I enjoyed Andrew Haynes’s review of the BBC4 programme ‘Pain, pus and poison’ (PJ 2013;291:401) and I also enjoyed the programme. It seemed to me to be all about pharmacy and to include a significant portion of pharmacy’s most exciting bits, its highlights and its “wows”. I also loved the old glass-stoppered bottles, extemporaneous compounding and early industrial manufacture. It was great to witness some prominence given to the pharmaceutical industry. The whole effect was to make me proud to have been a pharmacist.
What disappointed was that, although the Royal Pharmaceutical Society and pharmacists had some presence, a pharmacist did not “front” that programme. Why, I wondered, did a doctor, Michael Mosley, star instead?
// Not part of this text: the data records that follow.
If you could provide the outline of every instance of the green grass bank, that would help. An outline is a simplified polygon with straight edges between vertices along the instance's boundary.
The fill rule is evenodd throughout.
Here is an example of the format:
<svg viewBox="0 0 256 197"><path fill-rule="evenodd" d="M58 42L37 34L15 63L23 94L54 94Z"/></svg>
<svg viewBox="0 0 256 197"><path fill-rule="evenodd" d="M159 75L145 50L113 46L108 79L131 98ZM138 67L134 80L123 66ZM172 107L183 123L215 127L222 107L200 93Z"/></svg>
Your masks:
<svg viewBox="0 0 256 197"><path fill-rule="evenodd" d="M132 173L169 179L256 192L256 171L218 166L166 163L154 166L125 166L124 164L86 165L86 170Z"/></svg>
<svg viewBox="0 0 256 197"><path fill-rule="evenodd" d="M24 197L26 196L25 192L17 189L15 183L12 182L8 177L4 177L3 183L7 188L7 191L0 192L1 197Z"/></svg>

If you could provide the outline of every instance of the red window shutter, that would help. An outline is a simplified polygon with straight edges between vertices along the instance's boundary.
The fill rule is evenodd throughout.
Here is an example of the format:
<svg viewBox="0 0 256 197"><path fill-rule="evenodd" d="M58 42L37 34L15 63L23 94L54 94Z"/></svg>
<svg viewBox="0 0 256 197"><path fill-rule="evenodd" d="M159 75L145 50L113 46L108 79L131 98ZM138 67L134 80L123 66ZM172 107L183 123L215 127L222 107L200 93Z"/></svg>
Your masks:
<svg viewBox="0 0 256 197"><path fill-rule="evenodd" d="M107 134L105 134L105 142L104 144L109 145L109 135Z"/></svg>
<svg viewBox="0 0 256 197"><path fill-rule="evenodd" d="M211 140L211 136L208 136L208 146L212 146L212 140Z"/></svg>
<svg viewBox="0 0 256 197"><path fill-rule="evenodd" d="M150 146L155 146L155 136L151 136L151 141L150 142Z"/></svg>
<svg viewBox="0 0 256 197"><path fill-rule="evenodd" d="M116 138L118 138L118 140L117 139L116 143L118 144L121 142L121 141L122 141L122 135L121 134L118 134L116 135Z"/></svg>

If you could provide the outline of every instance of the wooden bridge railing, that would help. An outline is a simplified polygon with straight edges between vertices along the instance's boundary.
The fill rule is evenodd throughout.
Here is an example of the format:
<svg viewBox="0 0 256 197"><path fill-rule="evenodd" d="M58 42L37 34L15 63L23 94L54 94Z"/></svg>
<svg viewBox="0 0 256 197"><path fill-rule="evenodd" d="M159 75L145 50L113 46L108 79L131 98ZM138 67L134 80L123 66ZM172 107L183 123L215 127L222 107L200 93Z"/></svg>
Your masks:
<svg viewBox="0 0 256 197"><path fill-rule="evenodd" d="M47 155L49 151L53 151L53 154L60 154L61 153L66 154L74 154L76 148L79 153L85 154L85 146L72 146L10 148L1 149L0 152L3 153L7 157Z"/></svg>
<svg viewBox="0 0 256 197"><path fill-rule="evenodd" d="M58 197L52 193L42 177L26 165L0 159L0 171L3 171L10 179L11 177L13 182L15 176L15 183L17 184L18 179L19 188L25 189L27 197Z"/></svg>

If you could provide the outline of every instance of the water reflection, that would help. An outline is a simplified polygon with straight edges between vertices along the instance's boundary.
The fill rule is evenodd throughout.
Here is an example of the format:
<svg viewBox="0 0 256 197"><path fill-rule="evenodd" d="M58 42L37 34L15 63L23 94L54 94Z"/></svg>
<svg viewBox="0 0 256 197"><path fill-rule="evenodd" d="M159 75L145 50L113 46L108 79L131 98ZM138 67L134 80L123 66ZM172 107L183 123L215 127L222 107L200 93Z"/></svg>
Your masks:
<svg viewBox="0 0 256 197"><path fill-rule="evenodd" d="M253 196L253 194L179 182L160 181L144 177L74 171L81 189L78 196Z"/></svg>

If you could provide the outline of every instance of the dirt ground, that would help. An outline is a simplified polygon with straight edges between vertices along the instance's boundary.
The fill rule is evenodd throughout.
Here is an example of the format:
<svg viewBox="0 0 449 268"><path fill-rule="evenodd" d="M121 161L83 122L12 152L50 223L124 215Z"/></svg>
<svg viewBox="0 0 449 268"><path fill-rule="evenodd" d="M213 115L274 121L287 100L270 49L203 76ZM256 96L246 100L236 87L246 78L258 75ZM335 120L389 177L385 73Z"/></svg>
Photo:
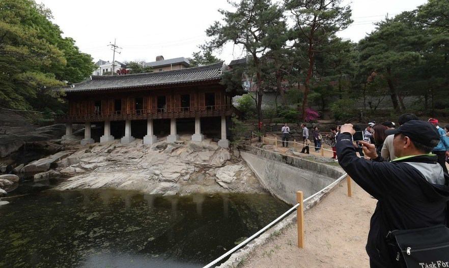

We have had a pharmacist star (Nick Barber) in the splendid series “Victorian pharmacy”, so the precedent has been set.
One answer may be the comparative sizes of UK registers. There are about 240,000 medical practitioners versus about 47,000 pharmacists. But that felt like an excuse because this programme was mainly about pharmacy; pharmacy is mainly about pharmacy while medicine is not mainly about pharmacy.
I speculated that pharmacy, compared with medicine, was so empirically fact dense that presenting pharmacists were socialised just to deliver facts, such as to cover the syllabus. Put differently, pharmacists were so obsessed with the “egg” (nutritious contents) that they undervalued its delivery: its presentation (the “shell”). Both are needed. Fee-paying punters do want “facts”. But viewers also want entertainment. The programmes bore the Open University imprimatur; that ensured that the two aspects were balanced. I suspect that pharmacists lag behind doctors in presentation skills.
I am sure that many pharmacists are as personable as Dr Mosley. Centuries of patient-facing, demand-driven service have evolved and polished that. It gives me no pleasure to admit this but in pharmacy we appear to project “this is a charisma-free zone”. Universities now produce large numbers of pharmacy graduates. I do hope that some golden polymaths will also pursue academic media studies, drama and so on and that at least one, or some individual possessing panache from our existing Register, will go “cluck cluck” and seriously start to lay a series of pharmacy’s golden media eggs. That individual would do pharmacy much good.